THE PART OF THE planet earth that the seas occupy has been assessed at 3,832,558 square myriameters, hence more than 38,000,000,000 hectares. This liquid mass totals 2,250,000,000 cubic miles and could form a sphere with a diameter of sixty leagues, whose weight would be three quintillion metric tons. To appreciate such a number, we should remember that a quintillion is to a billion what a billion is to one, in other words, there are as many billions in a quintillion as ones in a billion! Now then, this liquid mass nearly equals the total amount of water that has poured through all the earth’s rivers for the past 40,000 years!

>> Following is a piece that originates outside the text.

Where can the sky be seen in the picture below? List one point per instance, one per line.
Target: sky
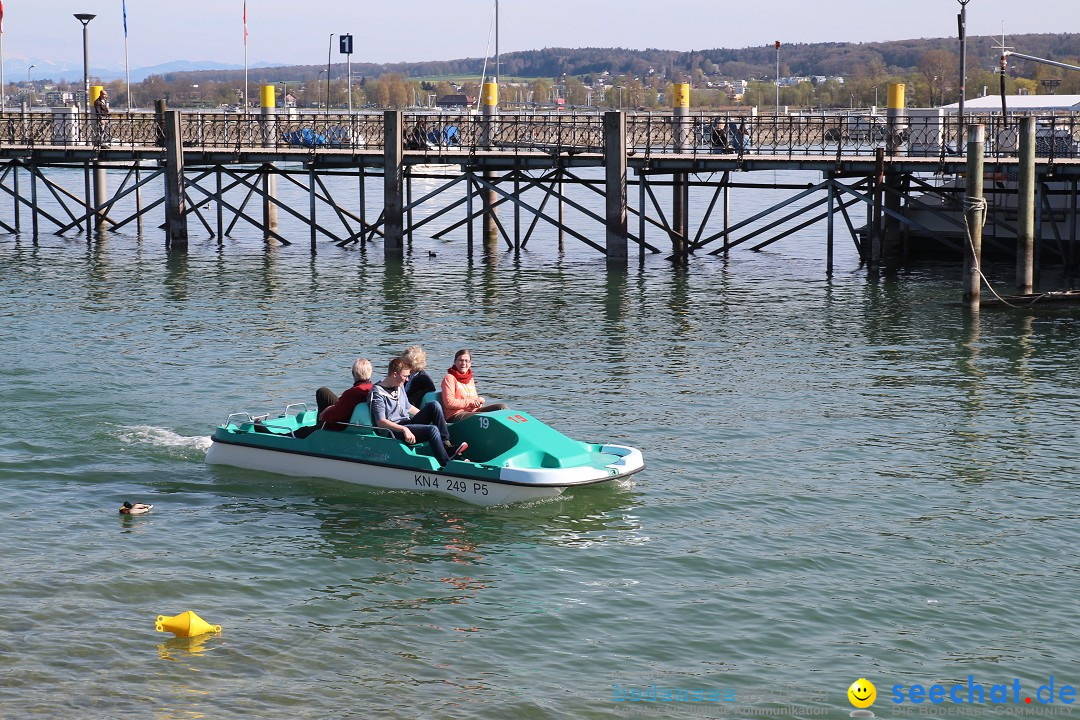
(298, 31)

During prehistoric times, an era of fire was followed by an era of water. At first there was ocean everywhere. Then, during the Silurian period, the tops of mountains gradually appeared above the waves, islands emerged, disappeared beneath temporary floods, rose again, were fused to form continents, and finally the earth’s geography settled into what we have today. Solid matter had wrested from liquid matter some 37,657,000 square miles, hence 12,916,000,000 hectares.
The outlines of the continents allow the seas to be divided into five major parts: the frozen Arctic and Antarctic oceans, the Indian Ocean, the Atlantic Ocean, and the Pacific Ocean.
The Pacific Ocean extends north to south between the two polar circles and east to west between America and Asia over an expanse of 145° of longitude. It’s the most tranquil of the seas; its currents are wide and slow–moving, its tides moderate, its rainfall abundant. And this was the ocean that I was first destined to cross under these strangest of auspices.
“If you don’t mind, professor,” Captain Nemo told me, “we’ll determine our exact position and fix the starting point of our voyage. It’s fifteen minutes before noon. I’m going to rise to the surface of the water.”
The captain pressed an electric bell three times. The pumps began to expel water from the ballast tanks; on the pressure gauge, a needle marked the decreasing pressures that indicated the Nautilus’s upward progress; then the needle stopped.
“Here we are,” the Captain said.
I made my way to the central companionway, which led to the platform. I climbed its metal steps, passed through the open hatches, and arrived topside on the Nautilus.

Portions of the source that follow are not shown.